Question: Mr Meshkov, EU High Representative for Foreign Affairs and Security Policy Federica Mogherini is expected to come to Russia soon. What would be the ideal outcome of this visit from Moscow’s perspective? What do we want it to produce?
Alexey Meshkov: We expect it to be an extension of contacts the Russian Foreign Minister and the EU High Representative had during various international events.
The Mogherini visit provides an opportunity for an in-depth discussion of, firstly, the entire range of Russia-EU relations and, secondly, international problems of interest for both parties. It should be noted that our positions – I mean those of Russia and the EU – on a number of major international problems, primarily a Middle East settlement and the Libya crisis, are quite close.
We will have a chance to better understand each other’s positions on other issues, specifically the Syrian problem and so we expect a constructive and business-like dialogue. For our part, we are prepared for this.
Question: Is it likely that the upcoming talks will result in a roadmap for step-by-step normalisation of Russia-EU relations?
Alexey Meshkov: At this moment in time, it is not on the agenda. However, it will be recalled that Russia has submitted to Brussels relevant proposals in areas, where, as we see it, we could make some headway. We hope to hear the EU’s substantive reply to this during the upcoming Mogherini visit.
Question: It was announced today that President Recep Tayyip Erdogan of Turkey would pay a visit to Russia on May 3. Why does he visit Russia so often?
Alexey Meshkov: Russia and Turkey are gradually normalising the entire gamut of their relations. A very constructive bilateral meeting at the level of Deputy Prime Ministers was held just a few days ago. The parties discussed economic matters, including measures in the agricultural area, which had been unexpectedly introduced by Turkey.
The parties reached an agreement that relevant consultations at deputy ministerial level will be held as soon as possible. Russia will be represented by a deputy minister of economic development.
As far as the Foreign Ministry is concerned, the visa issue was discussed. We reiterated that Russia was prepared to move towards easing visa formalities for holders of service passports and for big businesses, primarily those working with Russia.
It’s important that the visa formalities for lorry drivers be eased; our consultations on easing visa formalities for civil aviation crews are actually at the final stage. Thus, the Russian consular service is ready to work with our Turkish partners.
As is only natural, much will depend on whether Turkey is ready to make progress on the entire range of relations.
Question: Mr Meshkov, what about the Turkish referendum? What do we think about the results? Will President Erdogan’s victory help improve relations between Russia and Turkey??
Alexey Meshkov: We think that the Turkish people have the right to decide what kind of legislation is preferable for them. The Turkish people have voted in the referendum and the referendum results must be respected.
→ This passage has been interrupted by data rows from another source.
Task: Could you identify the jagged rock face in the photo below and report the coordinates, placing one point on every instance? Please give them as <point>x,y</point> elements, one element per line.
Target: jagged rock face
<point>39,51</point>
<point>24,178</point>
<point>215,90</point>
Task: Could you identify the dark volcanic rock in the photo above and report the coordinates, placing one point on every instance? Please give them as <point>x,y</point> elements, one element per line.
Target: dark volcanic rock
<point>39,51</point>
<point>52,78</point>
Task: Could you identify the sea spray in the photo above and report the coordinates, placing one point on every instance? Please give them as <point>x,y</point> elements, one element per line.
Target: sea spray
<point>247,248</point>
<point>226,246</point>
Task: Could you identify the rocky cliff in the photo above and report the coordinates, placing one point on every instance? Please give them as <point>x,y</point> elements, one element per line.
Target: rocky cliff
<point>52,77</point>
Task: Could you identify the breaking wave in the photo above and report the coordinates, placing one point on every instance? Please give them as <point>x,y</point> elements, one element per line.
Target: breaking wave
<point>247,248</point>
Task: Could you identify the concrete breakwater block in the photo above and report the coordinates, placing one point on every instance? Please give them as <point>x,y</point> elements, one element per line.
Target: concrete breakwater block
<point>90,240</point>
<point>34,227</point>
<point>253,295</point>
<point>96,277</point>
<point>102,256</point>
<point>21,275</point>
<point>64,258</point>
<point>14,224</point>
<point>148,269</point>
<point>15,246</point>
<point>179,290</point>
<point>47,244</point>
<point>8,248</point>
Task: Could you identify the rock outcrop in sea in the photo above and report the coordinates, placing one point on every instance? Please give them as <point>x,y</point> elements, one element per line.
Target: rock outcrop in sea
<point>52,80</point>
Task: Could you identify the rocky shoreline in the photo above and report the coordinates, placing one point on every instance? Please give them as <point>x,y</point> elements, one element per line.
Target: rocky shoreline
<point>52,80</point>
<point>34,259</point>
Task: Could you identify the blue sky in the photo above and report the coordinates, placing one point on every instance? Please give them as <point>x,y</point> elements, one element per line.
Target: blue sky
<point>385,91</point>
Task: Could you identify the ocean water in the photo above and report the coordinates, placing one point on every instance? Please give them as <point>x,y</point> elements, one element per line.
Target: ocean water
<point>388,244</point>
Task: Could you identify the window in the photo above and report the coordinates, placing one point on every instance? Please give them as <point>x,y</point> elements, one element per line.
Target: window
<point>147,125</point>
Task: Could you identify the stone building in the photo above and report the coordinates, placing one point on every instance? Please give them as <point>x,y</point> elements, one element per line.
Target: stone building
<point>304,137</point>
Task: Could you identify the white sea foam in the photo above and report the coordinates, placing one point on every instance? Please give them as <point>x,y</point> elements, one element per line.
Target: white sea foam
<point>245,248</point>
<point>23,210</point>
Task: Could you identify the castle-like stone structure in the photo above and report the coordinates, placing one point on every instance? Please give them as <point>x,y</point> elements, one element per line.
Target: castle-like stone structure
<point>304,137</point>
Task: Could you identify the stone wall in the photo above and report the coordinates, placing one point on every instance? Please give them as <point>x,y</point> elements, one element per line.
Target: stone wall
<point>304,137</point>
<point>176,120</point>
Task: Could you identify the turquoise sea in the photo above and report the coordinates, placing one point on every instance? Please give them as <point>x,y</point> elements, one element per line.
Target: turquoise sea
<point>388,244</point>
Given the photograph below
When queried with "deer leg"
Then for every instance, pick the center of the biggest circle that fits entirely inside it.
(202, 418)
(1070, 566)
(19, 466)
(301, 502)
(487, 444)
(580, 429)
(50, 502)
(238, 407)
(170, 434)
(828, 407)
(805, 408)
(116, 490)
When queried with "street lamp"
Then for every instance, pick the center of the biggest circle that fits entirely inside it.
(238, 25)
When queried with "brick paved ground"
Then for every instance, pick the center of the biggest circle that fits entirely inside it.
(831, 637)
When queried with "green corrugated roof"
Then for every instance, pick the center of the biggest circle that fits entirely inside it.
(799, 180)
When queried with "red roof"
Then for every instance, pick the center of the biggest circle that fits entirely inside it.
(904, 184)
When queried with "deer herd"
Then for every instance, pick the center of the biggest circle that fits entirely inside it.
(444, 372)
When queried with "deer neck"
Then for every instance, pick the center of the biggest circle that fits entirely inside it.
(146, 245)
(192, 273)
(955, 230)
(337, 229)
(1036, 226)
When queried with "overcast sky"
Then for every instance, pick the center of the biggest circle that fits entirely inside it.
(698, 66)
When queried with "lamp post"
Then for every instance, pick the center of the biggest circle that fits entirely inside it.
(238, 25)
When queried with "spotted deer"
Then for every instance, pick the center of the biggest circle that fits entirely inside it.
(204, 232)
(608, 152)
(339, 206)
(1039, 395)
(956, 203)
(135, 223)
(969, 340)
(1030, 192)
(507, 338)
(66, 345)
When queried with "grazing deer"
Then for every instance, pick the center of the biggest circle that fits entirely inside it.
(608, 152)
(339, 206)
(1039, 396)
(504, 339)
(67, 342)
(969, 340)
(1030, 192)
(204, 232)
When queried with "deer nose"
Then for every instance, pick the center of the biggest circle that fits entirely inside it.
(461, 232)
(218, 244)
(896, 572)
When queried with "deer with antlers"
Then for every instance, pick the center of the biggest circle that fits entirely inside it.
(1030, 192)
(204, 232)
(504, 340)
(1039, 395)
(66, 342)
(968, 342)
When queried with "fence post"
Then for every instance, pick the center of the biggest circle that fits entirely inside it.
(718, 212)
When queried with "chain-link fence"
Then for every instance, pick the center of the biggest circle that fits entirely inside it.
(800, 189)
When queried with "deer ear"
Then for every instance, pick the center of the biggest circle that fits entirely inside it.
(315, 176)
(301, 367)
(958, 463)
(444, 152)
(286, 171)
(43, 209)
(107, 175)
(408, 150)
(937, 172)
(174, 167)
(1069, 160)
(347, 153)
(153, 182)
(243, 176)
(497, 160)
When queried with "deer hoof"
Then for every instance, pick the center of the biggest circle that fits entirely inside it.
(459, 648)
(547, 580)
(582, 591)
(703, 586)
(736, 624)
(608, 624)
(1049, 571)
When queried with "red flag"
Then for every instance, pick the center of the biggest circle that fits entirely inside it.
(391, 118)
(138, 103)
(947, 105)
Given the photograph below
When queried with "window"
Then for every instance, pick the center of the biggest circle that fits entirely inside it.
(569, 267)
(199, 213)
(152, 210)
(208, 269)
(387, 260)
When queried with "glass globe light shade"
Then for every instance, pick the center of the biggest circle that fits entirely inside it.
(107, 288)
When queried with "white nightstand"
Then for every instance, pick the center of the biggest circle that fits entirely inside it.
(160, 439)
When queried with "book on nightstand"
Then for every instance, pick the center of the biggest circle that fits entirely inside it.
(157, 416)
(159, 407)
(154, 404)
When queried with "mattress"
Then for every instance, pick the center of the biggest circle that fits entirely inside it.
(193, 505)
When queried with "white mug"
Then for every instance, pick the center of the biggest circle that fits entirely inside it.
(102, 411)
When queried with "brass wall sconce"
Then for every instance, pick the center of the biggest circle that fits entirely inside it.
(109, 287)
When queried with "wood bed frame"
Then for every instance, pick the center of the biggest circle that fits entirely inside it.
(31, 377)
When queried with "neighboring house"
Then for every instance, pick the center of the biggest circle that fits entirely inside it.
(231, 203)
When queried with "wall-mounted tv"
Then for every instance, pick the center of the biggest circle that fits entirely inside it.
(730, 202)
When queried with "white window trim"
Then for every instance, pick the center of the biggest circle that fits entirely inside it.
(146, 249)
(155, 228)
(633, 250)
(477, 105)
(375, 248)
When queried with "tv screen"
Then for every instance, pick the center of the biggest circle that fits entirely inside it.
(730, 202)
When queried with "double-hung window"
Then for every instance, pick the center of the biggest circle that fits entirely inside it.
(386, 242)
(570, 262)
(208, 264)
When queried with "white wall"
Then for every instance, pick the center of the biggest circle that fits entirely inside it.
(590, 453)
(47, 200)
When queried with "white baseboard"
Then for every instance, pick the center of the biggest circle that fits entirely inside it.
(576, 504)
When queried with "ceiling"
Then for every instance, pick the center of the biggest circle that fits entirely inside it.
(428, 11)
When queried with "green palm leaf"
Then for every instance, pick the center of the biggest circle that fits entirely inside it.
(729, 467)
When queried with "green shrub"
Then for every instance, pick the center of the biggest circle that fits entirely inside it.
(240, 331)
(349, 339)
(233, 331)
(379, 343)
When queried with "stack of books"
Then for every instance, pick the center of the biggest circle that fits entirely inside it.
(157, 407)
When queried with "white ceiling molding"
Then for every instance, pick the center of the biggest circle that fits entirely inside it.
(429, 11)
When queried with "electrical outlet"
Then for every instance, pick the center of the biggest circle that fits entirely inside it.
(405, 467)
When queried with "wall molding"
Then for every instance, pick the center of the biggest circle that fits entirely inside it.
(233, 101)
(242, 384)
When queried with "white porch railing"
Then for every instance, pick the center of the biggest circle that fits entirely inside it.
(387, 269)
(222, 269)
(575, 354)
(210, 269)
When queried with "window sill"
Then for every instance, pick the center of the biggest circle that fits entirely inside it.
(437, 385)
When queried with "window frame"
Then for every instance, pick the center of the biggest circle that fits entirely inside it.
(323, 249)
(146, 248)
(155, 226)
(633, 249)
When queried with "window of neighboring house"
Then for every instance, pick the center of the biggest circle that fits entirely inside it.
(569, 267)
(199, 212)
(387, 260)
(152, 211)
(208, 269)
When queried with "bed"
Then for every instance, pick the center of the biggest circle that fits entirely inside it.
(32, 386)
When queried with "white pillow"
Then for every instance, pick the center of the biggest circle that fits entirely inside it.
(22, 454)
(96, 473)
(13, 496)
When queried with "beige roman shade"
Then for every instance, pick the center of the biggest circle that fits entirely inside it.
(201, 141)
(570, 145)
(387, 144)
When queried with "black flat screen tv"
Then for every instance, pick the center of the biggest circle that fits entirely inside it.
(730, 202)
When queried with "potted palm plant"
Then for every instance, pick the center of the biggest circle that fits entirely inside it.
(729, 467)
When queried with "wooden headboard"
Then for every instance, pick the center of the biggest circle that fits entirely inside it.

Question: Will its outcome affect our bilateral relations?
Alexey Meshkov: I don’t see any direct connection.
Question: Given that Donald Trump approved Montenegro’s membership into NATO and that the Montenegrin parliament will hold a vote, on April 28, on the country’s accession to the alliance, do we think that this is a threat to Russian security? How does Moscow assess this and what measures are being prepared?
Alexey Meshkov: It is no secret and it was repeatedly stated that the most important issues in the life of this or that country should be decided by their peoples. This is what the democratic process is all about. In this case, it is the Montenegrin people’s right to decide in a referendum whether they want their country to join NATO or not.
As far as our relations are concerned, not only their accession to NATO as such but also a number of steps taken by the Montenegrin leaders – that they joined the anti-Russian sanctions and the anti-Russian smear campaigns in the local media – are certainly having and will inevitably have a negative effect on the entire range of Russia-Montenegro ties.
Question: Ahead of the next NATO summit in May, what remarks would you make concerning NATO’s advance towards Russian borders and the stationing of the NATO military, specifically a contingent from Germany, within 100 kilometers of the Russian border for the first time since the end of World War II? How far is Russia ready to go in its response to these steps?
Alexey Meshkov: As we look at NATO’s multinational military preparations close to our borders, we involuntarily recall the events that happened 100 years ago, when preparations were being made for a foreign military intervention during the Civil War in Russia. Of course, we live in a different world today, but our Western colleagues should remember that the main threat to international security comes from our common enemy, international terrorism.